Tintin did a great job at capturing the feel of the comics as I remember them, as well as being a great movie and visual spectacle in its own right. I would have liked to have seen it in 3D to get the full effect, but you could certainly tell from the 2D version that certain shots were set up to exploit the technology.

I haven't yet decided whether Inglourious Basterds was intentionally or unintentionally equating Jewish revenge fantasy with the activities of Nazi Germany. The parallelism between the initial farmhouse scene (Lando and the french farmer) and the later forest interrogation scene (Raine and the German officer) was striking in the way it set up Raine and Lando as equivalent but with the American less skilled than the German. The equivalence between the two is reinforced later in two scenes with Bridget von Hammersmark: with Raine in the makeshift infirmary and with Lando in Emmanuelle Mimieux's office. The development of the only two characters to get any was also interesting in this regard: Zoller and Shosanna, and their final scene was one of the best in the film.

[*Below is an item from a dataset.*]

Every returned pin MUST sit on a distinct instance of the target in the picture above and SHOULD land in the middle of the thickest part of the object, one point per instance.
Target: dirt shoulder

While I'm on the fence about the movie's stance in that regard, it was the film's typically Tarrantino moments that killed it for me. At it's best, Tarrantino's dialogue is witty, fast-paced and memorable: here, it felt dull, laboured and indulgent. I remember feeling the same about Kill Bill 2, for which reason, I haven't seen it since its theatrical release. By the same token, Tarratino's love of oblique film references can be clever and delightful, but his touch is too heavy in Inglourious Basterds. Lengthy, indulgent and masturbatory. It was like being beaten about the heat with a encyclopaedia volume entitled What Tarratino Knows About Cinema.

I watched 60-70% of The Ides of March before the archaic Qantas system was turned off for landing. I liked what I saw. Gosling does a pretty good "intense guy on the edge".